As shown above, each bank of three MOSFETs (for 3 injectors) is monitored individually for proper functioning by a current-sensing resistor. This means that if something happens to any of the three MOSFETs of one bank, the overload will be detected by the current-sensing resistor of the corresponding bank, and the bank will be switched off completely by one of the two highside MOSFETs, and consequently, the three corresponding injectors of that bank will stop working all at the same time. And yes, if two MOSFETs that are from different banks fail, none of the six injectors will work, causing a no-start condition to the car.

In the picture below, you can identify the MOSFETs easily. They are shown as soon as you remove the lid of the ECM. Here is a guide for identification. The MOSFETs in the green square are the 6 low-side switching MOSFETs, the ones in the white square are the bank A and bank B high-side MOSFETs, and the ones in the red square are the ignition coils drivers, where IGBTs are used instead of MOSFETs.

In the image below, the assignment of the MOSFETs for the specific injectors is more detailed:

PREVENTING FUTURE FAILURES

Since this problem is so common, a good idea would be to use MOSFET transistors with better specifications that can help withstand the conditions in which they are working.
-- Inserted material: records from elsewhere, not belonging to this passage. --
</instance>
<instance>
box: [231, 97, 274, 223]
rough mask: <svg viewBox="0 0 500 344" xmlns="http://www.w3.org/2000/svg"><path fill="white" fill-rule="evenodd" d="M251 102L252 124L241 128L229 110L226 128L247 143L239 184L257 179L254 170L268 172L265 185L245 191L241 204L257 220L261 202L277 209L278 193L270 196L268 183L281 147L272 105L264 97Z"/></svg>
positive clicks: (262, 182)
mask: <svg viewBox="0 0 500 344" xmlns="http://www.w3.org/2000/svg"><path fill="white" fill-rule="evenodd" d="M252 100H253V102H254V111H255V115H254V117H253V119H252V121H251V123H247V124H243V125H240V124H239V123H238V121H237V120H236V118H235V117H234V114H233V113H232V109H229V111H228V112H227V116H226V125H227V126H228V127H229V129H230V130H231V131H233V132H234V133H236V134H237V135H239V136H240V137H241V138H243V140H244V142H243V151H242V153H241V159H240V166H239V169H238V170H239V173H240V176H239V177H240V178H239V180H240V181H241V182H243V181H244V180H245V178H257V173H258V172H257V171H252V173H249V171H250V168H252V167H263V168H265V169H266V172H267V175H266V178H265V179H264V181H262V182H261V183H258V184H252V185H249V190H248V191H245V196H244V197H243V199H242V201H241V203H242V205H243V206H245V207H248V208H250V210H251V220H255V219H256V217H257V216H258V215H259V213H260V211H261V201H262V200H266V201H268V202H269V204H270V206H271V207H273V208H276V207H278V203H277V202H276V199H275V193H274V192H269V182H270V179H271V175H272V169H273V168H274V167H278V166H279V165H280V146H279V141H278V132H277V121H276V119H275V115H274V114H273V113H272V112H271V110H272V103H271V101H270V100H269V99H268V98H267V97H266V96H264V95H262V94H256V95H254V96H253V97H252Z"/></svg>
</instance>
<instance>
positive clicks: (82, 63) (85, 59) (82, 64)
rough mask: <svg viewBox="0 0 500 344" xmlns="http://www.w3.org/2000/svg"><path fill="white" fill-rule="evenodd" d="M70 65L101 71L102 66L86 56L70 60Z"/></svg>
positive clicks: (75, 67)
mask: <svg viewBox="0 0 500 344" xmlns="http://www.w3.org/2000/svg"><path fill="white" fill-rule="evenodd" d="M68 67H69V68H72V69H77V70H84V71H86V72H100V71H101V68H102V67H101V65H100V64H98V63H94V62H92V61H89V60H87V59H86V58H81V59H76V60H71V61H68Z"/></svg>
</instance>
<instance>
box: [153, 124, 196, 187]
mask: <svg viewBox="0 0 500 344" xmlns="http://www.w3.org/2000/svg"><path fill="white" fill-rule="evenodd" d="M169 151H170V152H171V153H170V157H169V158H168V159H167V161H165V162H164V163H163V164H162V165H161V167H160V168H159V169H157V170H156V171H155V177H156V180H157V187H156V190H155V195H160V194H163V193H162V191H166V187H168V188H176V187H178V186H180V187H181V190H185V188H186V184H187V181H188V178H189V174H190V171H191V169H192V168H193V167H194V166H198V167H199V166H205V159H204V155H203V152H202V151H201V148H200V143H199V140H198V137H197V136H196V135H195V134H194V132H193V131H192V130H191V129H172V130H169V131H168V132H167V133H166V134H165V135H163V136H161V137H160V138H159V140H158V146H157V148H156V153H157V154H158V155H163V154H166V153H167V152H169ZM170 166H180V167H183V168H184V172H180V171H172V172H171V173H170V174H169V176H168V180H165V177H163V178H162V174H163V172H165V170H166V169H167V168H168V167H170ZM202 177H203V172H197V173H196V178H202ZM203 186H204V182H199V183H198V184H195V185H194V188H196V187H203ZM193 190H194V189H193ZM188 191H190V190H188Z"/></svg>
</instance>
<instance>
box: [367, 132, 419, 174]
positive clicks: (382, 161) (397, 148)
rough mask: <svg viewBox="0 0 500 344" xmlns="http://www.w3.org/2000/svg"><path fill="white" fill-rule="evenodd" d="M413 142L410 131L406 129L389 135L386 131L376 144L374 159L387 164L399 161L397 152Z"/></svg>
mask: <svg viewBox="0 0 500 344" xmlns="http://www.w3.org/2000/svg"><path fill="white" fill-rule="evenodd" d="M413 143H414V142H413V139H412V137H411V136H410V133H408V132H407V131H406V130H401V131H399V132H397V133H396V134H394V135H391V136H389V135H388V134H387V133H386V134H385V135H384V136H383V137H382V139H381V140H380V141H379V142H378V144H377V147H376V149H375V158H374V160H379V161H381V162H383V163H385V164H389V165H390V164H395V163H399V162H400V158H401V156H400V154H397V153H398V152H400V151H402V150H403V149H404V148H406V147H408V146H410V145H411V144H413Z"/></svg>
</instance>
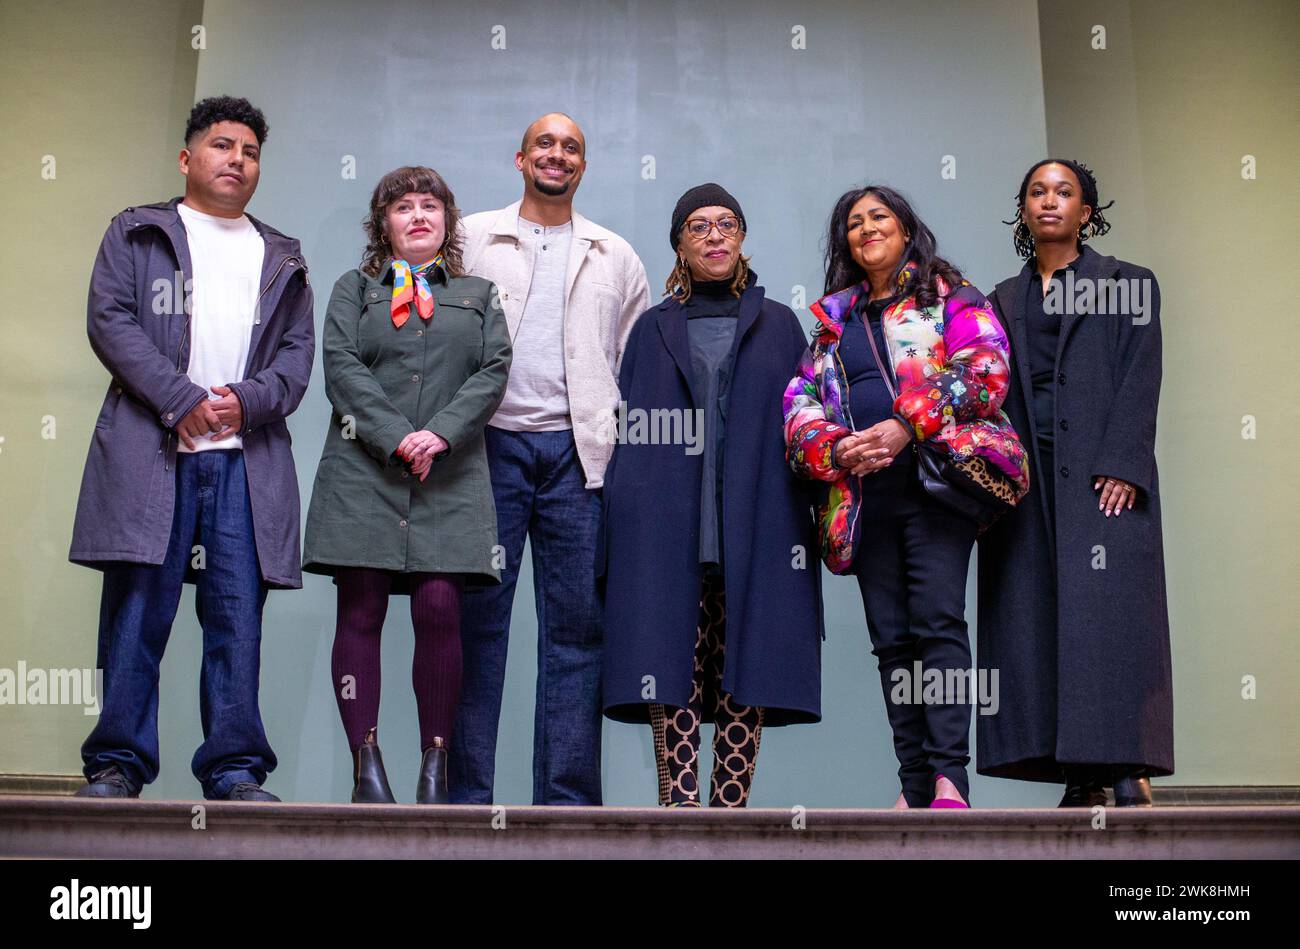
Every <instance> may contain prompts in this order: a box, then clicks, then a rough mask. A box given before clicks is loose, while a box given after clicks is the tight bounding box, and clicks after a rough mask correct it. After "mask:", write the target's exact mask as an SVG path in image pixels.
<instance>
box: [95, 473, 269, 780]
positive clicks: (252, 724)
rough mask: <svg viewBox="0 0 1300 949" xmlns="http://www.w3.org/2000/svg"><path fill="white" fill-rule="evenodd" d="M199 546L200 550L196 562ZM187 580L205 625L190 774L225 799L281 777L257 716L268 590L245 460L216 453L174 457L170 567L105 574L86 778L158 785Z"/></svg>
mask: <svg viewBox="0 0 1300 949" xmlns="http://www.w3.org/2000/svg"><path fill="white" fill-rule="evenodd" d="M195 545H201V547H203V550H201V551H198V552H195V551H194V550H192V549H194V546H195ZM200 555H201V558H203V559H201V560H198V558H199V556H200ZM191 562H194V563H191ZM186 578H191V580H192V581H194V582H195V584H196V593H195V607H196V612H198V615H199V624H200V625H201V627H203V671H201V675H200V681H199V688H200V699H199V712H200V718H201V722H203V744H201V745H200V746H199V750H198V751H195V753H194V762H192V764H191V767H192V770H194V776H195V777H198V779H199V783H200V784H201V785H203V794H204V797H208V798H220V797H224V796H225V794H226V793H227V792H229V790H230V788H231V787H234V785H235V784H237V783H239V781H252V783H255V784H261V783H263V781H265V780H266V774H268V772H269V771H273V770H274V767H276V755H274V753H273V751H272V750H270V745H269V744H268V742H266V733H265V731H264V729H263V725H261V712H260V711H259V708H257V677H259V669H260V662H261V607H263V603H264V602H265V599H266V586H265V584H263V581H261V571H260V569H259V567H257V547H256V543H255V541H253V533H252V508H251V507H250V503H248V482H247V480H246V477H244V461H243V452H242V451H238V450H213V451H199V452H194V454H183V452H182V454H178V455H177V465H175V507H174V512H173V515H172V537H170V539H169V541H168V550H166V558H165V559H164V562H162V564H161V565H151V564H118V565H113V567H109V568H108V569H105V571H104V594H103V598H101V599H100V610H99V660H98V664H99V668H101V669H104V694H103V697H101V698H100V715H99V723H98V724H96V725H95V729H94V731H92V732H91V733H90V737H88V738H86V744H85V745H82V761H83V762H85V772H86V777H87V779H90V777H91V776H94V775H95V774H96V772H98V771H103V770H104V768H107V767H108V766H110V764H117V766H118V767H121V768H122V770H123V771H125V772H126V775H127V777H130V779H131V781H133V783H135V784H136V785H138V787H139V785H144V784H149V783H151V781H153V780H155V779H156V777H157V775H159V729H157V714H159V666H160V663H161V662H162V650H164V649H165V647H166V641H168V636H169V634H170V633H172V623H173V620H174V619H175V611H177V607H178V606H179V603H181V586H182V584H183V582H185V580H186Z"/></svg>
That means MOSFETs with higher current ratings (amperes), as well as better voltage ratings. Also, you should consider the MOSFET “ON resistance” of the replacement. It can be lower, but never higher than the original MOSFET resistance. The original MOSFET transistor used in the MSD80 is the IRFW644B, and you can directly replace it with the ISL9V5045S3ST, for example, or the FDB14N30 as suggested in an internet search shown below:

(A kit is already put together to replace all 6 MOSFETs with tougher ones – MSD80 Upgraded MOSFET Kit

“The original MOSFETs in the BMW MSD80 DME (Digital Motor Electronics) for N54 engines were prone to failure, commonly identified as W644B or similar types, leading to misfires (DTCs 30BA/30BB). These are typically replaced with upgraded, higher voltage MOSFETs like the FDB14N30 or F644NS, offering better heat/voltage tolerance for reliable injector and coil control in tuned or stock vehicles.”

If you have any aftermarket modifications, you must be certain that they are not affecting or causing the problem in any way.

INJECTORS

Check the injectors by measuring their resistance. This resistance measure is not the ultimate test, but it can help find a damaged injector.

If you measure the injectors of these BMW models with an ohmmeter, you should have a reading of a relatively large resistance value, in the range around 10 kilo-ohms (10,000 ohms) or more. If you see a relatively low reading, like 200-300 ohms, for example, that could mean that the injector(s) in question could be bad. This measurement should be done directly from the injector’s terminal with the harness disconnected to avoid measuring any parallel resistance from the wiring or the ECM itself.

Refurbished index-12 injectors are sold at a discount price in case one or more of your injectors are faulty.

SUMMARIZING

When troubleshooting injector problems with your BMW 335i, with an MSD80, the first thing to work with is the ECM because in these cases, a shorted MOSFET(s) is the most common problem. Then the injectors’ resistance and wiring should be checked next. Remember that these injectors are switched with relatively high voltage (80V to 150V), and the wiring and the injectors themselves are more susceptible to damage in the high temperature, high voltage, and moisture environments they work, let alone any modification that may conflict with the circuit, like using incorrect injectors.

If the ECM is repaired and all works well, but the problem comes back after maybe a few days, you could have a failing injector(s) or injector wiring in a way that was not detectable in the previous resistance tests. In this case, injector(s) replacement is the next step to take, after repairing the ECM if it has been damaged for the second time.